S’agissant du Liban, les deux parties ont souligné la nécessité pour le gouvernement libanais de mettre en œuvre des réformes globales, en particulier l’engagement à appliquer l’accord de Taëf, qui garantit l’unité nationale et la paix civile au Liban. Ces réformes doivent notamment porter sur les secteurs de la finance, de l’énergie, de la lutte contre la corruption et du contrôle des frontières. Les deux parties ont convenu de travailler avec le Liban afin de garantir la mise en œuvre de ces mesures. Elles ont souligné que les armes devaient strictement être restreintes aux institutions légales de l’Etat et que le Liban ne devait être la source d’aucun acte terroriste qui déstabilise la région ou d’exportations de stupéfiants. Elles ont souligné l’importance du renforcement du rôle des forces armées libanaises dans le maintien de la sécurité et de la stabilité du Liban. Elles se sont accordées sur la poursuite de la concertation entre les deux pays sur tous ces dossiers. Elles sont convenues de l’établissement d’un mécanisme franco-saoudien d’aide humanitaire dans un cadre qui garantit la transparence totale et ont marqué leur détermination à trouver les mécanismes adéquats afin d’atténuer la souffrance du peuple libanais, en collaboration avec les pays amis et alliés. Elles ont affirmé l’importance de préserver la stabilité du Liban et du respect de sa souveraineté et de son unité, conformément aux résolutions du Conseil de sécurité (1559), (1701) et (1680) et aux résolutions internationales pertinentes.

S’agissant de l’Irak, les deux parties ont exprimé leur soutien aux efforts du gouvernement irakien visant à éradiquer le terrorisme et à préserver la sécurité, la stabilité, l’unité et la souveraineté territoriale de l’Irak. Elles ont souligné l’importance de l’arrêt de toutes les ingérences étrangères dans les affaires internes de l’Irak. Elles ont salué la tenue des élections le 10 octobre 2021 et marqué leur espoir qu’un nouveau gouvernement puisse être formé rapidement. 

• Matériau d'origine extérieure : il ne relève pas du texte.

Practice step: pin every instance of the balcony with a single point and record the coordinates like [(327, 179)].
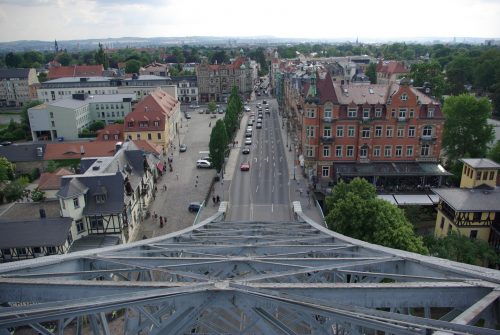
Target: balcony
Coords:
[(326, 139)]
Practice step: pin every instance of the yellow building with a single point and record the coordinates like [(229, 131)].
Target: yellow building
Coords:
[(473, 209), (155, 118)]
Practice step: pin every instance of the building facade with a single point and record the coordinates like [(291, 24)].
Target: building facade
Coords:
[(473, 210), (156, 118), (215, 81), (66, 118), (17, 86)]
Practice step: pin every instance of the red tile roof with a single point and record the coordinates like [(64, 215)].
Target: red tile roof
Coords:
[(157, 106), (52, 181), (111, 130), (75, 71), (77, 150)]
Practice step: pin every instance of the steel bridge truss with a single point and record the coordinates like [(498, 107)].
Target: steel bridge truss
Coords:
[(248, 278)]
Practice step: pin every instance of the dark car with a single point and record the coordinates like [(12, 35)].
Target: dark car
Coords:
[(194, 207)]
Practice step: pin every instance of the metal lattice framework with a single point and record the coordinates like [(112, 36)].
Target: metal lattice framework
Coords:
[(248, 278)]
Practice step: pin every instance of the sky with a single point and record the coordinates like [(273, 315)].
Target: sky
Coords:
[(49, 20)]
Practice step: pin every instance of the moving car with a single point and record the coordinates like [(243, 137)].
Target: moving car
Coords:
[(202, 163), (194, 207), (245, 166)]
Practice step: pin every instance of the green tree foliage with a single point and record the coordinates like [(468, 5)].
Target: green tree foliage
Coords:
[(371, 72), (100, 57), (218, 144), (466, 131), (132, 66), (356, 211), (462, 249), (494, 152), (6, 169), (459, 73), (432, 73)]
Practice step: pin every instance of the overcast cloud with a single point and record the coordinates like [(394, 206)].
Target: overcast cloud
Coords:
[(367, 19)]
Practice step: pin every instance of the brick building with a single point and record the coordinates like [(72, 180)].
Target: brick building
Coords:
[(389, 134)]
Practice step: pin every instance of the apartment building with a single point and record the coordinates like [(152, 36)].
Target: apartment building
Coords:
[(139, 85), (388, 134), (156, 118), (17, 86), (66, 118), (215, 81)]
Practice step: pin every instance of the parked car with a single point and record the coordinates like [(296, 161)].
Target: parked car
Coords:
[(202, 163), (194, 207), (245, 166)]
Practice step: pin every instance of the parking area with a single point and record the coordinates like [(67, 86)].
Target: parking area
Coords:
[(185, 183)]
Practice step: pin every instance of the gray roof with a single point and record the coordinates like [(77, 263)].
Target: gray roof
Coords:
[(71, 187), (22, 152), (480, 163), (34, 233), (471, 200), (14, 73)]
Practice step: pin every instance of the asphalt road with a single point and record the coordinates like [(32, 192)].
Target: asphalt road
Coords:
[(262, 194)]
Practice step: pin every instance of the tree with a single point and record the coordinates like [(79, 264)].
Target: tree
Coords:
[(218, 144), (100, 57), (466, 131), (132, 66), (6, 169), (371, 72), (357, 212), (460, 248), (494, 153)]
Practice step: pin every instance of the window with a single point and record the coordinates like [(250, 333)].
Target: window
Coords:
[(401, 131), (427, 131), (409, 150), (425, 150), (340, 131), (411, 131), (310, 131), (389, 131), (80, 227), (363, 152), (326, 151), (327, 131), (388, 151), (402, 113), (399, 151), (338, 151), (325, 171), (350, 151)]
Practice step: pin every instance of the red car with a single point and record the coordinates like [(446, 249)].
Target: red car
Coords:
[(245, 166)]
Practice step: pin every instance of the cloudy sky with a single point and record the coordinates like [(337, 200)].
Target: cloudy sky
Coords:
[(367, 19)]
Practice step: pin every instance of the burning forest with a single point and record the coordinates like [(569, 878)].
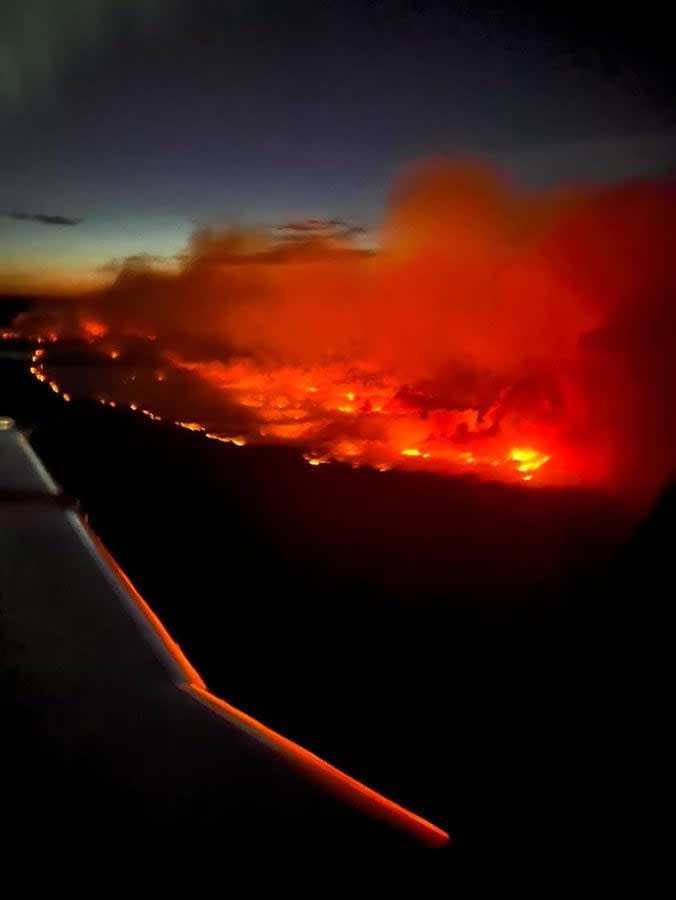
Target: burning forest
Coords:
[(515, 336)]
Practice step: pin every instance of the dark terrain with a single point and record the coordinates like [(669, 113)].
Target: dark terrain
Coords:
[(493, 658)]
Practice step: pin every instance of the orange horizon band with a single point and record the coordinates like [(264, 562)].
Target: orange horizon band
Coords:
[(331, 778)]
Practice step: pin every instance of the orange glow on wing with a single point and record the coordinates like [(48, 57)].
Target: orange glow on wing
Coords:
[(329, 777), (348, 789)]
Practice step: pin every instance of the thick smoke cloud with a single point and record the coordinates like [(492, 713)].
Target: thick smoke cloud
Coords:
[(559, 305)]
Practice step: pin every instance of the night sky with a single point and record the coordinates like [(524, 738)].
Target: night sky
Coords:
[(124, 124)]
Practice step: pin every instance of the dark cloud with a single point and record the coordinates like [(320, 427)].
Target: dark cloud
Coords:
[(40, 38), (42, 218), (321, 228)]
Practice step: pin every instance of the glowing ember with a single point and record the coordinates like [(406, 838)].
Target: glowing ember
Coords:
[(492, 333)]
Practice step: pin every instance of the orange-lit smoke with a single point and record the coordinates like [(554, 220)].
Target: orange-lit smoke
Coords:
[(520, 336)]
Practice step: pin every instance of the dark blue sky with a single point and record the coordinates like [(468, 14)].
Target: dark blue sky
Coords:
[(261, 111)]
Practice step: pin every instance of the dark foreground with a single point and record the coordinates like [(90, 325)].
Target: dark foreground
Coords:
[(493, 659)]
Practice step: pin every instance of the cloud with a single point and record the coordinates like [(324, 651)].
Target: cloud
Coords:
[(327, 228), (39, 39), (135, 260), (42, 218)]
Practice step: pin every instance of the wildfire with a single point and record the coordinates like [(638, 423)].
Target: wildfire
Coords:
[(492, 333)]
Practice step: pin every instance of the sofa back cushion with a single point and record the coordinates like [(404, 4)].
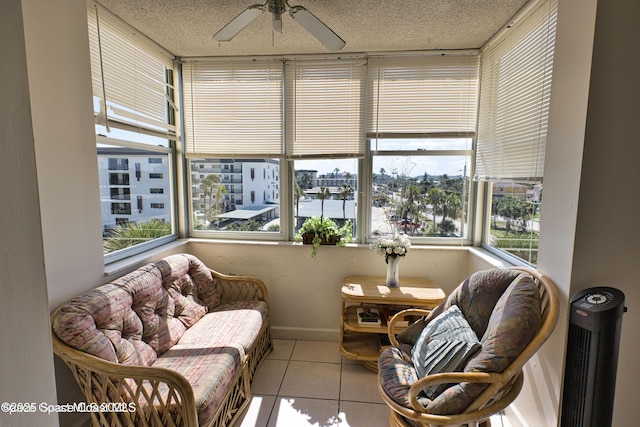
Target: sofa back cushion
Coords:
[(141, 315)]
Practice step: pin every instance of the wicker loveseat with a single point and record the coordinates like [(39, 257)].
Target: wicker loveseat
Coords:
[(172, 343)]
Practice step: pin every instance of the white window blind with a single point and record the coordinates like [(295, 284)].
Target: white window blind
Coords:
[(514, 98), (325, 104), (129, 74), (423, 96), (233, 107)]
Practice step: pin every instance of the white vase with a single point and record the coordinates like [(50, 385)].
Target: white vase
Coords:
[(393, 272)]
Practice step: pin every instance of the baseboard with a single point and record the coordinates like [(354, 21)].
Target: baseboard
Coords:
[(515, 417), (290, 333)]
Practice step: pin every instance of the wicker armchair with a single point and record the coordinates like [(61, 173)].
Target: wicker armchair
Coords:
[(492, 377)]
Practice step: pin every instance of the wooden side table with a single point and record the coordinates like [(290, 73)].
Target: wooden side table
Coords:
[(361, 342)]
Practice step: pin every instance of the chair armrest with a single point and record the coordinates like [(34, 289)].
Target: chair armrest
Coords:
[(477, 410), (239, 288), (159, 394), (391, 323)]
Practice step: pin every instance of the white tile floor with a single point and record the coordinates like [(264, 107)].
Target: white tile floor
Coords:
[(309, 383)]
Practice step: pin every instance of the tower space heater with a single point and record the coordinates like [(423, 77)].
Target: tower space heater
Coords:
[(592, 357)]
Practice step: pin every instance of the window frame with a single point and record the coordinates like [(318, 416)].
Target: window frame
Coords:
[(364, 196), (471, 198), (170, 151)]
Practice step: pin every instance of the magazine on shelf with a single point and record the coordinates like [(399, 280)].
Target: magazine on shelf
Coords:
[(390, 310), (368, 316)]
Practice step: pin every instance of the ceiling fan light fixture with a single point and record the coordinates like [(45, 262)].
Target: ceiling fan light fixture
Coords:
[(301, 15)]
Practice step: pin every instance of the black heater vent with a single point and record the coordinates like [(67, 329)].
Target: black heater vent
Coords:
[(592, 357)]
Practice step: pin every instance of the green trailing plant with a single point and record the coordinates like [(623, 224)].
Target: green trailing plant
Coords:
[(322, 230), (132, 234)]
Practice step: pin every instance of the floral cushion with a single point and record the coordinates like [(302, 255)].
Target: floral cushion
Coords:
[(445, 345), (139, 316), (501, 306), (476, 297), (397, 374)]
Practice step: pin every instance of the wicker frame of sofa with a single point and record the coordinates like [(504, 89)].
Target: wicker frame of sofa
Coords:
[(105, 386)]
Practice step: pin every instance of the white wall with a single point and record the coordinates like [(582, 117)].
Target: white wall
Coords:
[(588, 235), (607, 233), (64, 139), (26, 368)]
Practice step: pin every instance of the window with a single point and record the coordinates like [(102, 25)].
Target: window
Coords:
[(422, 115), (133, 91), (512, 130), (411, 117), (118, 164), (117, 186), (340, 179), (421, 194), (119, 193), (224, 196)]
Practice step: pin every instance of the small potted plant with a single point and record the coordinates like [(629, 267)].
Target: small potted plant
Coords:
[(318, 231), (324, 231)]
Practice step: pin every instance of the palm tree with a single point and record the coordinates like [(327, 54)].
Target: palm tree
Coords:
[(306, 180), (323, 194), (511, 208), (298, 193), (345, 192), (435, 197), (130, 234), (221, 190), (409, 207)]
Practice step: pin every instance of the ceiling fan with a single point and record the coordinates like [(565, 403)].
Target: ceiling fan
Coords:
[(308, 20)]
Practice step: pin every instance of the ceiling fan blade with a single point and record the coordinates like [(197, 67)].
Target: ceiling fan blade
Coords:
[(236, 25), (317, 28)]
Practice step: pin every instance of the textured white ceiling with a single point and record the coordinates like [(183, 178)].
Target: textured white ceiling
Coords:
[(186, 27)]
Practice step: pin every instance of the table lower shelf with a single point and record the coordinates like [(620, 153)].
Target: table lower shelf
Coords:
[(360, 345)]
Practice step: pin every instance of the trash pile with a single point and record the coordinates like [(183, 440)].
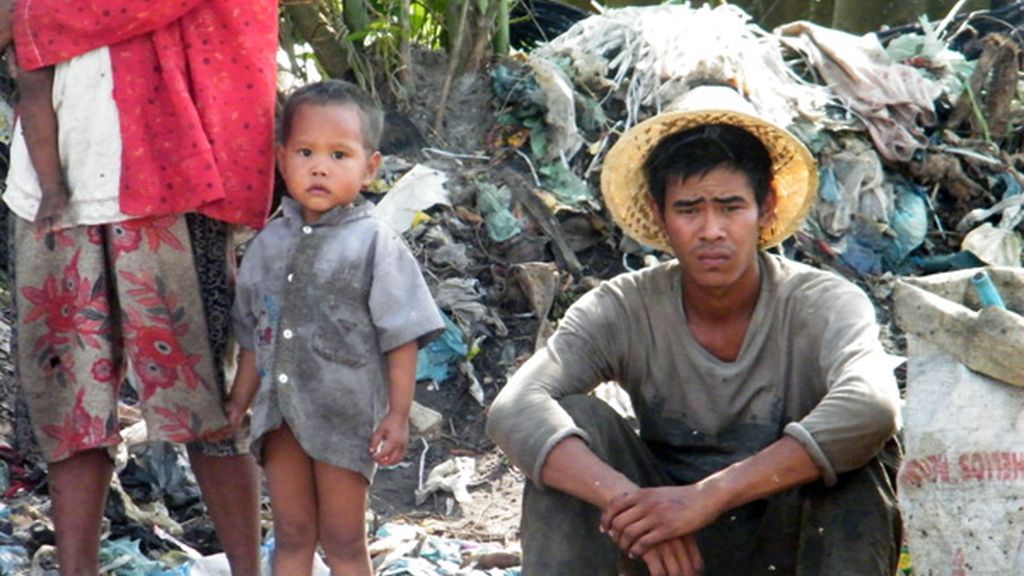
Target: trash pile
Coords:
[(919, 144), (920, 147)]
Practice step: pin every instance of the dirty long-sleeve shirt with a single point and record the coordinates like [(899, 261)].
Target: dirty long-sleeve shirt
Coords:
[(811, 366)]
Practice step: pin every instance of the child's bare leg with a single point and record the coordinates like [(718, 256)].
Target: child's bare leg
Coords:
[(293, 496), (78, 495), (230, 490), (341, 498), (40, 126)]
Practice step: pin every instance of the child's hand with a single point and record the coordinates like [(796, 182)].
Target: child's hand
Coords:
[(388, 444), (51, 206), (236, 412)]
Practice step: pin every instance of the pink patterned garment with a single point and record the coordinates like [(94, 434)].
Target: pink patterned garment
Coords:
[(195, 84), (111, 293)]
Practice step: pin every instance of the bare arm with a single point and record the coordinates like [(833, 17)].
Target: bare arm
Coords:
[(646, 517), (40, 126), (246, 380), (244, 388), (391, 437)]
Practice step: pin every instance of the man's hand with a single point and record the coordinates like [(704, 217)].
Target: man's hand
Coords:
[(639, 520), (388, 444), (6, 23), (51, 206), (678, 557), (236, 412)]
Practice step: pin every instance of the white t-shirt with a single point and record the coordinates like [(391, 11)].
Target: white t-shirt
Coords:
[(89, 141)]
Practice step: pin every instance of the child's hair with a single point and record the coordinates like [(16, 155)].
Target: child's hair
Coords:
[(337, 92)]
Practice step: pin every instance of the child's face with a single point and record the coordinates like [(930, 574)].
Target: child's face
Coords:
[(324, 161)]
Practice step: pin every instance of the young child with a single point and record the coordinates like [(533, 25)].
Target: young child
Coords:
[(330, 312)]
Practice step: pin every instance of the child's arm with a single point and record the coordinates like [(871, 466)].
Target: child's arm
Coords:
[(39, 123), (245, 387), (388, 443)]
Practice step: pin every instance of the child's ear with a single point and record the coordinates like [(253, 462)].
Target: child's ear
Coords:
[(373, 164)]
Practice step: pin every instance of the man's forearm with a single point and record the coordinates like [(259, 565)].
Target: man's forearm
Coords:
[(40, 125), (572, 468), (783, 465)]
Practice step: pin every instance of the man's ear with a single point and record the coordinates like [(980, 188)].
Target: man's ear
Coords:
[(652, 206), (767, 215)]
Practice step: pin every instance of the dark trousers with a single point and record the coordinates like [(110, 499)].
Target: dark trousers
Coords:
[(850, 529)]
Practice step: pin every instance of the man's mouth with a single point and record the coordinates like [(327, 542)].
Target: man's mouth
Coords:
[(713, 257)]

S’agissant de la Syrie, les deux parties ont confirmé l’importance de parvenir à une solution politique à la crise en Syrie, conformément à la déclaration de Genève (1) et à la résolution du Conseil de sécurité 2254, afin de mettre un terme à la souffrance humanitaire du peuple syrien, de maintenir l’unité de la Syrie et son intégrité territoriale, et de soutenir les efforts de l’envoyé spécial de l’ONU pour la Syrie. 

S’agissant de la Libye, elles ont confirmé l’importance de parvenir à une solution politique à la crise libyenne, conformément aux résolutions internationales, de façon à permettre l’instauration de la sécurité et de la stabilité dans la région. 

La partie française s’est félicitée de l’appel lancé par l’Arabie saoudite à l’organisation d’une réunion extraordinaire du Conseil ministériel de l’O.C.I pour débattre de la situation humanitaire en Afghanistan et contribuer à apporter une réponse humanitaire adéquate. 

A l’issue de la visite, le Président français a exprimé ses remerciements et son appréciation au gouvernement et au peuple du Royaume d’Arabie saoudite pour l’accueil chaleureux qu’il a reçu avec sa délégation et pour leur hospitalité.